In this case, Trooper Hamilton, the only witness at the hearing, testified that he read the Implied Consent Advisement to the Respondent. There was no testimony by the Respondent that he did not understand the advisement as read to him. There was also no testimony or other evidence that the written disclosure was not given to him. Therefore, there are simply no grounds upon which to rescind Respondent’s mandatory suspension.


It is hereby ordered that the DMVH’s Final Order and Decision is REVERSED.



Carolyn C. Matthews

Administrative Law Judge

October 1, 2008

Columbia, South Carolina

[1] Pursuant to S.C. Code Ann. § 1-23-380(B) (Supp. 2007), administrative law judges must conduct appellate review in the same manner prescribed in Section 1-23-380(A).

[2] Blood and urine tests may be administered to motorists arrested for DUI only if certain other conditions are met. See S.C. Code Ann. § 56-5-2950(a) (Supp. 2007).

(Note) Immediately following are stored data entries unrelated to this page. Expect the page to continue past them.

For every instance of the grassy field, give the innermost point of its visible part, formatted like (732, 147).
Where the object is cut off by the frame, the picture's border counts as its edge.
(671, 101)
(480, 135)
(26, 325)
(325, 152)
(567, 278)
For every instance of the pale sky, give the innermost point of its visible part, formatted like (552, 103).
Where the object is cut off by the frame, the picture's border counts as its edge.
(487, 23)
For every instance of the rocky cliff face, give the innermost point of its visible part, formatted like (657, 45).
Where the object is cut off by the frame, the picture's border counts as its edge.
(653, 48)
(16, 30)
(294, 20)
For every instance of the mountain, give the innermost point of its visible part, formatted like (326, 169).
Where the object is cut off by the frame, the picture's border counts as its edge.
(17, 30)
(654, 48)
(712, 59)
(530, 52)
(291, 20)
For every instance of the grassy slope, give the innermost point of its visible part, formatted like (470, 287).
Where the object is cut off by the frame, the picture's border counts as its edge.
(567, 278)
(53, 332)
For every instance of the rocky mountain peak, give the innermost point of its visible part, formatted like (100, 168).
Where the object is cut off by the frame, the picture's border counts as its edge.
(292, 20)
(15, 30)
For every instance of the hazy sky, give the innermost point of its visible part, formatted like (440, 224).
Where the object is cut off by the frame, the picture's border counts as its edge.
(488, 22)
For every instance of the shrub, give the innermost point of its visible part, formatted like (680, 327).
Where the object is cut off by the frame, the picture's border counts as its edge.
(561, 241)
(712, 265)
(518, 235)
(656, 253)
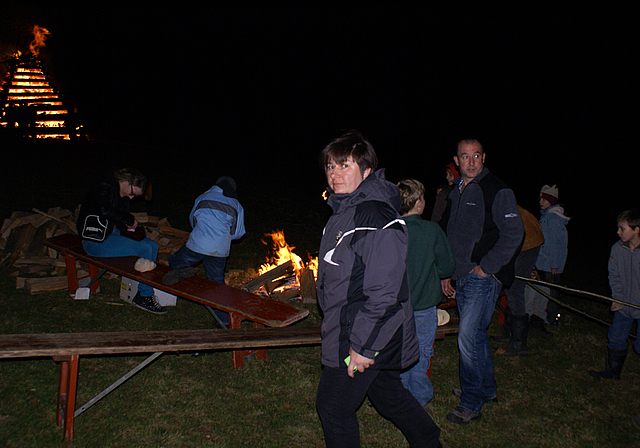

[3] See, e.g., State v. Haase, 367 S.C. 264, 267, 625 S.E.2d 634, 635 (2006); State v. Frey, 362 S.C. 511, 516, 608 S.E.2d 874, 877 (Ct. App. 2005); State v. Bacote, 331 S.C. 328, 329, 503 S.E.2d 161, 162 (1998); Kelly v. S.C. Dep’t of Highways, 323 S.C. 334, 336, 474 S.E.2d 443, 444 (Ct. App. 1996); S.C. Dep’t of Highways and Pub. Transp. v. Sanford, 318 S.C. 44, 45, 455 S.E.2d 710, 711 (Ct. App. 1995); State v. Baker, 310 S.C. 510, 511, 427 S.E.2d 670, 671 (1993); State v. Cribb, 310 S.C. 518, 520, 426 S.E.2d 306, 308 (1992); State v. Hunter, 305 S.C. 560, 561, 410 S.E.2d 242, 242 (1991); Shumpert v. S.C. Dep’t of Highways and Pub. Transp., 306 S.C. 64, 65, 409 S.E.2d 771, 772 (1991); State v. Williams, 297 S.C. 290, 293, 376 S.E.2d 773, 774 n.1 (1989).

[4] See e.g., Taylor v. S.C. Dep’t of Motor Vehicles, 368 S.C. 33, 35, 627 S.E.2d 751, 752 (Ct. App. 2006); Nelson, 364 S.C. at 517, 613 S.E.2d at 546; Sponar v. S.C. Dep’t of Pub. Safety, 361 S.C. 35, 36-37, 603 S.E.2d 412, 413 (Ct. App. 2004); see also Haase, 367 S.C. at 266; 625 S.E.2d at 634 (calling Section 56-5-2950 rights “implied consent warnings”); but see State v. Cuevas, 365 S.C. 198, 201, 616 S.E.2d 718, 720 (Ct. App. 2005) (“Officers gave Cuevas the implied consent warnings for felony DUI . . .”).